= Hamallayya =

Hamallayya or Hamallism is a Sufi ṭarīqah (order, path) originating in West Africa as an outgrowth from and reaction against the Tijaniyyah brotherhood. It was founded at the beginning of the 20th century by a mystic Muhammad ben Amadu (d. 1909) of Maure and Fulani background, as reform movement of Tijaniyyah practice. Stressing opposition to hierarchy and downplaying the importance of education, the movement spread in the 1920s by Amadu's disciple Shaykh Hamahullah bin Muhammad bin Umar (1886–1943) in what was then French Soudan, modern Mali. It first took root amongst Wolof traders living in Nioro, but soon spread to servile caste Muslims in Mauretania and Mali.

==Doctrine==
Hammallist doctrinal changes from Tijaniyyah ritual included the removal of some recited references to the Prophet, rejecting Qur'anic study, and the shouting of prayers in group worship. Hammallists tended to stress traditional West African ritual and the rejection of traditional hierarchies, including gender, age, and caste distinctions.

==Opposition and growth==
Opposed to what it saw as the hierarchy of the then dominant Tijaniyyah order, Hamallism grew into a social protest movement, especially from poor or slave communities and opposed both the wealthy among African and the colonial government of French West Africa. From the 1920s to the 1940s, periodic flareups of Hamallist attributed protest and violence occurred in what is today Mali, Mauritania, Burkina Faso, Côte d'Ivoire, and Niger, and were suppressed by both the French authorities, and local Tijaniyyah leaders. Among the prominent converts to Hamallism were Tierno Bokar Salif Tall, grand nephew of the precolonial military and political leader of the Tijaniyya Jihad state El-Hadj Umar Tall, in Mali; and Yacouba Sylla in Mauretania. Other notable adherents included Tierno Bokar, the teacher and spiritual leader of Amadou Hampate Ba.

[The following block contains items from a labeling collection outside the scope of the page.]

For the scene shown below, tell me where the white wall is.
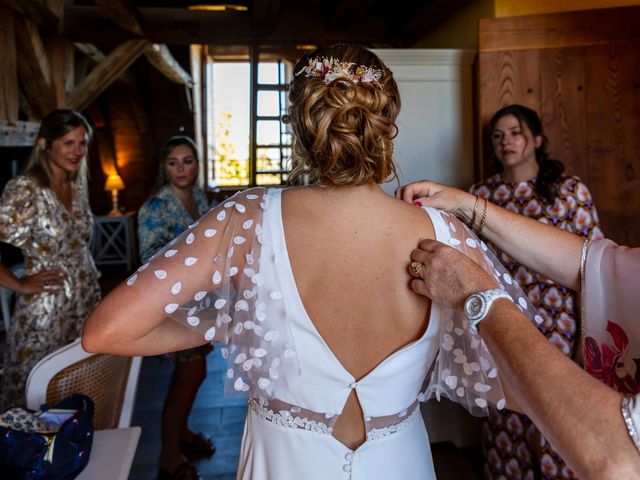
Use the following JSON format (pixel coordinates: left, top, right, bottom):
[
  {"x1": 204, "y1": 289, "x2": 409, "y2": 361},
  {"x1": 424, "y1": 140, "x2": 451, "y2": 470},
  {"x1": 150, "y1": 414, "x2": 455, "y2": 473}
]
[{"x1": 374, "y1": 49, "x2": 475, "y2": 193}]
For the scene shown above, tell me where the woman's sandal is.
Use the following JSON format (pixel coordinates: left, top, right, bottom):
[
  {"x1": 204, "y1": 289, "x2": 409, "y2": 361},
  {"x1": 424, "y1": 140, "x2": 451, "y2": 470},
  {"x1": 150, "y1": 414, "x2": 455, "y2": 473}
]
[
  {"x1": 180, "y1": 432, "x2": 216, "y2": 462},
  {"x1": 157, "y1": 462, "x2": 202, "y2": 480}
]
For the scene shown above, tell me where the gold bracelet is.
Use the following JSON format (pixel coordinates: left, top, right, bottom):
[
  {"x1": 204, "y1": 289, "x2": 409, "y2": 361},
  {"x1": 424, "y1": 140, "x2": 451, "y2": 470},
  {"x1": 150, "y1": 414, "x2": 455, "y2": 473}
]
[
  {"x1": 477, "y1": 198, "x2": 489, "y2": 236},
  {"x1": 467, "y1": 195, "x2": 478, "y2": 228}
]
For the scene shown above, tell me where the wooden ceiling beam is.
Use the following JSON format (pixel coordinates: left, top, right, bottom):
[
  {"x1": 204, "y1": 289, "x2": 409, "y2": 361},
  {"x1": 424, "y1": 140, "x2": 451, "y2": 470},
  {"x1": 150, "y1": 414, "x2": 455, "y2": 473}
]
[
  {"x1": 64, "y1": 5, "x2": 392, "y2": 45},
  {"x1": 67, "y1": 39, "x2": 149, "y2": 110},
  {"x1": 249, "y1": 0, "x2": 282, "y2": 28},
  {"x1": 96, "y1": 0, "x2": 144, "y2": 37},
  {"x1": 74, "y1": 42, "x2": 107, "y2": 63},
  {"x1": 144, "y1": 43, "x2": 193, "y2": 88},
  {"x1": 0, "y1": 0, "x2": 60, "y2": 33},
  {"x1": 15, "y1": 16, "x2": 55, "y2": 118},
  {"x1": 0, "y1": 8, "x2": 20, "y2": 120}
]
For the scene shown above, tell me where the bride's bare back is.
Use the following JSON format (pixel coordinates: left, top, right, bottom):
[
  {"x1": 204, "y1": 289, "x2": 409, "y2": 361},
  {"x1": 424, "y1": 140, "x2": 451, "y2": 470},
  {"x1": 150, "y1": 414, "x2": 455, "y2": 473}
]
[{"x1": 282, "y1": 185, "x2": 434, "y2": 449}]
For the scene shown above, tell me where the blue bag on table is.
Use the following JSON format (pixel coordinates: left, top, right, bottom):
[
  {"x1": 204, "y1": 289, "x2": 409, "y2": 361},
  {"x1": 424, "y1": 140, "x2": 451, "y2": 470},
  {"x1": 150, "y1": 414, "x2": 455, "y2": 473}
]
[{"x1": 0, "y1": 394, "x2": 93, "y2": 480}]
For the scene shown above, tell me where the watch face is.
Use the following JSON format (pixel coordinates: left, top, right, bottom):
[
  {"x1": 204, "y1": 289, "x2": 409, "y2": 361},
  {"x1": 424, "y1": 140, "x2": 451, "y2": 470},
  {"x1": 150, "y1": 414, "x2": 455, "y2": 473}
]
[{"x1": 465, "y1": 295, "x2": 484, "y2": 319}]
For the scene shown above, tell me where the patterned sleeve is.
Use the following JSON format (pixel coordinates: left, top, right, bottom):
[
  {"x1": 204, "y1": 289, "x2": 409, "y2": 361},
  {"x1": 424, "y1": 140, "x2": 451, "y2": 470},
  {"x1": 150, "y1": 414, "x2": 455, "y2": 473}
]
[
  {"x1": 554, "y1": 177, "x2": 604, "y2": 240},
  {"x1": 0, "y1": 176, "x2": 39, "y2": 248},
  {"x1": 126, "y1": 188, "x2": 299, "y2": 397},
  {"x1": 419, "y1": 212, "x2": 542, "y2": 416},
  {"x1": 138, "y1": 197, "x2": 172, "y2": 263}
]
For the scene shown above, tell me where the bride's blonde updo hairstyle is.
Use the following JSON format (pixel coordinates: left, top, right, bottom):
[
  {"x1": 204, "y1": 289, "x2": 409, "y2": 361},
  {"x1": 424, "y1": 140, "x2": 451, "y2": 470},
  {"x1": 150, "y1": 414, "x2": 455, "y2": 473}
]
[{"x1": 289, "y1": 45, "x2": 400, "y2": 186}]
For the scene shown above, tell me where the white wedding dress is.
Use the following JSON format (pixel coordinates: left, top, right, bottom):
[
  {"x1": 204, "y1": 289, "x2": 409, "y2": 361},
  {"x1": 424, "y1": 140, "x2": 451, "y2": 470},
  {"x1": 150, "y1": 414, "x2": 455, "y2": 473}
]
[{"x1": 127, "y1": 189, "x2": 526, "y2": 480}]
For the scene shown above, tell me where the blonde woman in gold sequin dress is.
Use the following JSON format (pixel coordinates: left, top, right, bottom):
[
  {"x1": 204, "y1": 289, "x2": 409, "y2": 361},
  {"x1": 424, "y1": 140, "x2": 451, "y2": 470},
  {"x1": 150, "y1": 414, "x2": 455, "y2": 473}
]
[{"x1": 0, "y1": 110, "x2": 100, "y2": 409}]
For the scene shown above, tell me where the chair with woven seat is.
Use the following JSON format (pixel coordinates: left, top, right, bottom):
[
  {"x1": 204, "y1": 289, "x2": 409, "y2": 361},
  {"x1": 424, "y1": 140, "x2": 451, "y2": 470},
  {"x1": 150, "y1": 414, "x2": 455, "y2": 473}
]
[{"x1": 26, "y1": 339, "x2": 141, "y2": 480}]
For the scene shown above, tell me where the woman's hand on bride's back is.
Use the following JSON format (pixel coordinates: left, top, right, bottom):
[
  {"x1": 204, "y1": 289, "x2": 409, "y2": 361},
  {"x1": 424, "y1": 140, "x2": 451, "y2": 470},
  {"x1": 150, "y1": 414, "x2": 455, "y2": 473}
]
[
  {"x1": 396, "y1": 180, "x2": 475, "y2": 221},
  {"x1": 411, "y1": 240, "x2": 497, "y2": 308}
]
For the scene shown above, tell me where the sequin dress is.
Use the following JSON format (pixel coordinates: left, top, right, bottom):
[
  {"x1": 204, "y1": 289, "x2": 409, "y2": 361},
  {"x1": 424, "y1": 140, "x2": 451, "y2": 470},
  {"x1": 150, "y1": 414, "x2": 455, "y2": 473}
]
[
  {"x1": 0, "y1": 176, "x2": 100, "y2": 410},
  {"x1": 470, "y1": 174, "x2": 603, "y2": 480}
]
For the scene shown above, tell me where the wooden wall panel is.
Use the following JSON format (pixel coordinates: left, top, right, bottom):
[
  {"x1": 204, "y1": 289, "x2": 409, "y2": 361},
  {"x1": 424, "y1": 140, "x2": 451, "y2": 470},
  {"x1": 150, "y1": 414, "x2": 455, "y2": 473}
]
[
  {"x1": 538, "y1": 47, "x2": 590, "y2": 181},
  {"x1": 0, "y1": 8, "x2": 19, "y2": 120},
  {"x1": 478, "y1": 50, "x2": 541, "y2": 177},
  {"x1": 476, "y1": 7, "x2": 640, "y2": 246},
  {"x1": 106, "y1": 85, "x2": 150, "y2": 210},
  {"x1": 587, "y1": 43, "x2": 640, "y2": 246}
]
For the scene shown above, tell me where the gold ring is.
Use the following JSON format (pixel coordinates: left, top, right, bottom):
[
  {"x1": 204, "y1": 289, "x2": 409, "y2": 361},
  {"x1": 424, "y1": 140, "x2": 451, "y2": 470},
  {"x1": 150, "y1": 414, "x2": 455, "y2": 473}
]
[{"x1": 410, "y1": 262, "x2": 422, "y2": 278}]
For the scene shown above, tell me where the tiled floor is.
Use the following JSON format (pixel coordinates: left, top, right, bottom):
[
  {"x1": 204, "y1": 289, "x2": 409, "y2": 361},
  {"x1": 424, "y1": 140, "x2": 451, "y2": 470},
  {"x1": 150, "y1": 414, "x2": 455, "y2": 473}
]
[{"x1": 130, "y1": 349, "x2": 246, "y2": 480}]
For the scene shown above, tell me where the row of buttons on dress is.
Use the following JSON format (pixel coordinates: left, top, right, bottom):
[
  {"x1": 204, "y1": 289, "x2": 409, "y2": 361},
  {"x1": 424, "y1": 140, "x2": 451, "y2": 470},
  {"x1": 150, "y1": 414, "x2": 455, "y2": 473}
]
[{"x1": 342, "y1": 452, "x2": 354, "y2": 480}]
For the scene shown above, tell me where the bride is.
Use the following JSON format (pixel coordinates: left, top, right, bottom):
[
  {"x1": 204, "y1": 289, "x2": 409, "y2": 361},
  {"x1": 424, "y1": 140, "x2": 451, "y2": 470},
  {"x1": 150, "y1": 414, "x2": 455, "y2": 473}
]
[{"x1": 82, "y1": 45, "x2": 527, "y2": 480}]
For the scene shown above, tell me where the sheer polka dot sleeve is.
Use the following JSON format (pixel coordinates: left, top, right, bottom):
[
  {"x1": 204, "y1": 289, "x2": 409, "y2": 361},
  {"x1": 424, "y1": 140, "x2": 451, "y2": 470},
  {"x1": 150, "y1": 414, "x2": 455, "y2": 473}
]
[
  {"x1": 419, "y1": 211, "x2": 542, "y2": 416},
  {"x1": 127, "y1": 188, "x2": 297, "y2": 397}
]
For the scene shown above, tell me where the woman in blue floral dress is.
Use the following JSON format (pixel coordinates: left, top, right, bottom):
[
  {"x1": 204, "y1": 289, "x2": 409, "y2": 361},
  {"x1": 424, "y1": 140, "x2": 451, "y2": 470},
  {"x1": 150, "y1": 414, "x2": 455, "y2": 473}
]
[
  {"x1": 138, "y1": 136, "x2": 215, "y2": 479},
  {"x1": 470, "y1": 105, "x2": 603, "y2": 480}
]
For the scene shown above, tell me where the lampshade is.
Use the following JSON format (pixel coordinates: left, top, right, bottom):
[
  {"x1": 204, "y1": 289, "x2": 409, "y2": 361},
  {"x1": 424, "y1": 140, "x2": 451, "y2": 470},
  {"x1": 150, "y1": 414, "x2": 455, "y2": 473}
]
[
  {"x1": 104, "y1": 173, "x2": 124, "y2": 191},
  {"x1": 187, "y1": 0, "x2": 249, "y2": 12}
]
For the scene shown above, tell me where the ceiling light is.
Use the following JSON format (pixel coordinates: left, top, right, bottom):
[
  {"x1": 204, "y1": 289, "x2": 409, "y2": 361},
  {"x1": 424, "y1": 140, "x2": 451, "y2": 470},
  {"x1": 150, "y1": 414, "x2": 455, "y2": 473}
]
[{"x1": 188, "y1": 3, "x2": 249, "y2": 12}]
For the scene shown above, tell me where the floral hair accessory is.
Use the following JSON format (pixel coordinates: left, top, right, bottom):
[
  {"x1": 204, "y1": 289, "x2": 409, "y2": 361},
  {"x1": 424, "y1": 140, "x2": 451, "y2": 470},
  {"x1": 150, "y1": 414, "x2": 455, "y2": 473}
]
[{"x1": 296, "y1": 57, "x2": 382, "y2": 87}]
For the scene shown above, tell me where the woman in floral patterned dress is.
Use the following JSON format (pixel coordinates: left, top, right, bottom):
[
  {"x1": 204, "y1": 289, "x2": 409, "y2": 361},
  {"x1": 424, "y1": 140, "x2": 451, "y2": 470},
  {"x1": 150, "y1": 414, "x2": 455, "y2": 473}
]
[
  {"x1": 0, "y1": 110, "x2": 100, "y2": 410},
  {"x1": 138, "y1": 136, "x2": 215, "y2": 479},
  {"x1": 470, "y1": 105, "x2": 603, "y2": 480}
]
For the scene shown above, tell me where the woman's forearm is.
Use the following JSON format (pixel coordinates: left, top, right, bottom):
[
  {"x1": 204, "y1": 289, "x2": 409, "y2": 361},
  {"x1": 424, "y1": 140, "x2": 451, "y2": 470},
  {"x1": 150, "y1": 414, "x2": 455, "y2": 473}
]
[
  {"x1": 0, "y1": 263, "x2": 20, "y2": 292},
  {"x1": 82, "y1": 285, "x2": 204, "y2": 356},
  {"x1": 404, "y1": 180, "x2": 582, "y2": 289},
  {"x1": 479, "y1": 300, "x2": 640, "y2": 480},
  {"x1": 476, "y1": 200, "x2": 583, "y2": 290}
]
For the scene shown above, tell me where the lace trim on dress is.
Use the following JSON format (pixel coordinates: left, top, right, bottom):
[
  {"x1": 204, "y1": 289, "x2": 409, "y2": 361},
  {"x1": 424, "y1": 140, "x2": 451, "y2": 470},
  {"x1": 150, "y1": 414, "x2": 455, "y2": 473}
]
[
  {"x1": 249, "y1": 398, "x2": 333, "y2": 435},
  {"x1": 249, "y1": 397, "x2": 421, "y2": 440},
  {"x1": 367, "y1": 406, "x2": 422, "y2": 440}
]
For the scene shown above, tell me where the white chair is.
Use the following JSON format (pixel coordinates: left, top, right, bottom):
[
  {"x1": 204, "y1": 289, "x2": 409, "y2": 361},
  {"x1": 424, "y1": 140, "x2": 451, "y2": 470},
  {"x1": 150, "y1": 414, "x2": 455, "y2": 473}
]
[{"x1": 26, "y1": 339, "x2": 142, "y2": 480}]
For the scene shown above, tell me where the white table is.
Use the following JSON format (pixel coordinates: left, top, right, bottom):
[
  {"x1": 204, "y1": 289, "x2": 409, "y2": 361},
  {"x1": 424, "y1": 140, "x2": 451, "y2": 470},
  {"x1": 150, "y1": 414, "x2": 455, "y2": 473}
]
[
  {"x1": 91, "y1": 212, "x2": 138, "y2": 271},
  {"x1": 77, "y1": 427, "x2": 142, "y2": 480}
]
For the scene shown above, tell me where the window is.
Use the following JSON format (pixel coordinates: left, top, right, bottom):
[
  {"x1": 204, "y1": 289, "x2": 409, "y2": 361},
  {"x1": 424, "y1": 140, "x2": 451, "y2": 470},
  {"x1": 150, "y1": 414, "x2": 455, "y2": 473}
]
[{"x1": 206, "y1": 52, "x2": 292, "y2": 188}]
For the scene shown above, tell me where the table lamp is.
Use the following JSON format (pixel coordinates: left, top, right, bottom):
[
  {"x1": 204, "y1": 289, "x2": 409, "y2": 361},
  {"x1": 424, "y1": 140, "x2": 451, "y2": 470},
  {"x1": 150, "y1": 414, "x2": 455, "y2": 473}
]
[{"x1": 104, "y1": 173, "x2": 124, "y2": 217}]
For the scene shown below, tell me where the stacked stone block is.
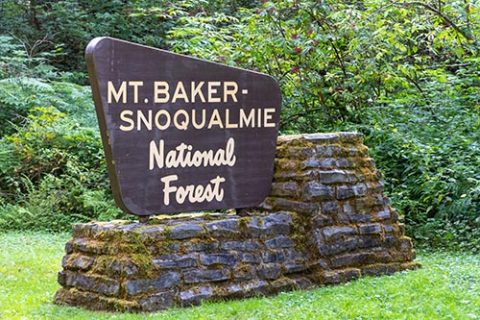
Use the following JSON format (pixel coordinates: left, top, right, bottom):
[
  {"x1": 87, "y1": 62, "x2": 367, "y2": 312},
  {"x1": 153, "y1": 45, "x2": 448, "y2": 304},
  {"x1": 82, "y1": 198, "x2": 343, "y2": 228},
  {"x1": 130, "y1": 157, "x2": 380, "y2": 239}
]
[{"x1": 55, "y1": 133, "x2": 418, "y2": 311}]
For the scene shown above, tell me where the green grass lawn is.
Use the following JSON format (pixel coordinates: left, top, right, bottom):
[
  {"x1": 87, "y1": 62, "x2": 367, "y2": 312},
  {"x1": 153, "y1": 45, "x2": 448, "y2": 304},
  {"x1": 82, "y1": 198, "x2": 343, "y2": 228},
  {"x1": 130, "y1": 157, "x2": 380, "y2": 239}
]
[{"x1": 0, "y1": 233, "x2": 480, "y2": 319}]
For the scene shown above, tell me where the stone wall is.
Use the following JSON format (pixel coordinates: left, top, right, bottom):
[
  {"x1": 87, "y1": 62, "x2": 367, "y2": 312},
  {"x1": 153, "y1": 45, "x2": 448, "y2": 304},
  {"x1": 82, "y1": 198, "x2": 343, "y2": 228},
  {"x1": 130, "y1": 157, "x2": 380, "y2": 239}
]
[{"x1": 55, "y1": 133, "x2": 418, "y2": 311}]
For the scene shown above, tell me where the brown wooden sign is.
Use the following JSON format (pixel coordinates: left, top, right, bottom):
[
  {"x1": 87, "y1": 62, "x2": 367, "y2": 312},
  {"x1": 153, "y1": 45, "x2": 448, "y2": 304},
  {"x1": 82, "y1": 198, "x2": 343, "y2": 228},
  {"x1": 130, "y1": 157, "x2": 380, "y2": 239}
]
[{"x1": 86, "y1": 38, "x2": 281, "y2": 216}]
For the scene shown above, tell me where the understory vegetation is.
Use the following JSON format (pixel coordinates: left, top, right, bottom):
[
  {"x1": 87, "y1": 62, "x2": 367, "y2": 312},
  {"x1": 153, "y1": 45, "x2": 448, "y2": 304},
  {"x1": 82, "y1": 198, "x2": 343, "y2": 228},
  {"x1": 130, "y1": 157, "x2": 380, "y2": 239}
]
[{"x1": 0, "y1": 0, "x2": 480, "y2": 251}]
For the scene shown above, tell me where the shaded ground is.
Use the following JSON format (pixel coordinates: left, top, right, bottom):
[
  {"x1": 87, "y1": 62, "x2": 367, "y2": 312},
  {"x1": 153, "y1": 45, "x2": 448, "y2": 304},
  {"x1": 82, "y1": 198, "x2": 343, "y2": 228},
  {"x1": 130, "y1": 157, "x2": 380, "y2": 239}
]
[{"x1": 0, "y1": 233, "x2": 480, "y2": 320}]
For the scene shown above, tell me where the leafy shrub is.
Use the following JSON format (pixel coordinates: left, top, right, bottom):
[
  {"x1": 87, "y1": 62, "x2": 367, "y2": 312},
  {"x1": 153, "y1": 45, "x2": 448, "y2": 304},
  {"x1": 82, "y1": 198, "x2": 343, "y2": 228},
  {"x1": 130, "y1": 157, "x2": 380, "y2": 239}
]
[{"x1": 0, "y1": 107, "x2": 123, "y2": 230}]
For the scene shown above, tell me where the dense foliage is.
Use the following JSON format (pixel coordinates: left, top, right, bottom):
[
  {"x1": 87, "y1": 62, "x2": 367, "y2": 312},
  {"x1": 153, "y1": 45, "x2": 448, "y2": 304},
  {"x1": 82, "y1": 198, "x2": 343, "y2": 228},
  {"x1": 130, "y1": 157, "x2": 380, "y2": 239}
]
[{"x1": 0, "y1": 0, "x2": 480, "y2": 249}]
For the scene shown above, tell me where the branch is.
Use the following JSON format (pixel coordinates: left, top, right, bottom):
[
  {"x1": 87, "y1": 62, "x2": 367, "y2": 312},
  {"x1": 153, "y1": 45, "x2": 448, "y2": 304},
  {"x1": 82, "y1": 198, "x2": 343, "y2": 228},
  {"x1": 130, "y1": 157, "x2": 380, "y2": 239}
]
[{"x1": 398, "y1": 1, "x2": 475, "y2": 41}]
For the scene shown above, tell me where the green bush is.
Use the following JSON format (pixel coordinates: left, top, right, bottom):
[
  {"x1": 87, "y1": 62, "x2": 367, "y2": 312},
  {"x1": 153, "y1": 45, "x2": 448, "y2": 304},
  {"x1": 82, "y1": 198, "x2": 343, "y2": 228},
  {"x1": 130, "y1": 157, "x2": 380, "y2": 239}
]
[{"x1": 0, "y1": 107, "x2": 123, "y2": 230}]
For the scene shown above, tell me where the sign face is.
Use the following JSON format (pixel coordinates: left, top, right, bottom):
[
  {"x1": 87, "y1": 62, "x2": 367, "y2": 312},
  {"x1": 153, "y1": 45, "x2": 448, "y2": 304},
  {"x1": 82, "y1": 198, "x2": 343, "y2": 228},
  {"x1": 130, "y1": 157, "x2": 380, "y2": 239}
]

In Burkina Faso, Hamallism was especially present in the Fulbe Rimaibe (servile caste) communities into the 1950s.

==Suppression and survival==
Hamahullah bin Muhammad bin Umar was exiled by French authorities from Nioro to Mauretania in 1933 following clashes between his followers and local leaders, then to Côte d'Ivoire and finally France, but the movement survived his death in exile. The movement was eventually made illegal in French West Africa, but continued, especially among the rural poor. It remains a political and religious force in parts of eastern Mali and western Niger, where it took root in traditional Tuareg servile cast communities, called Bellah. Followers still numbered 50,000 in Mali by the 1970s.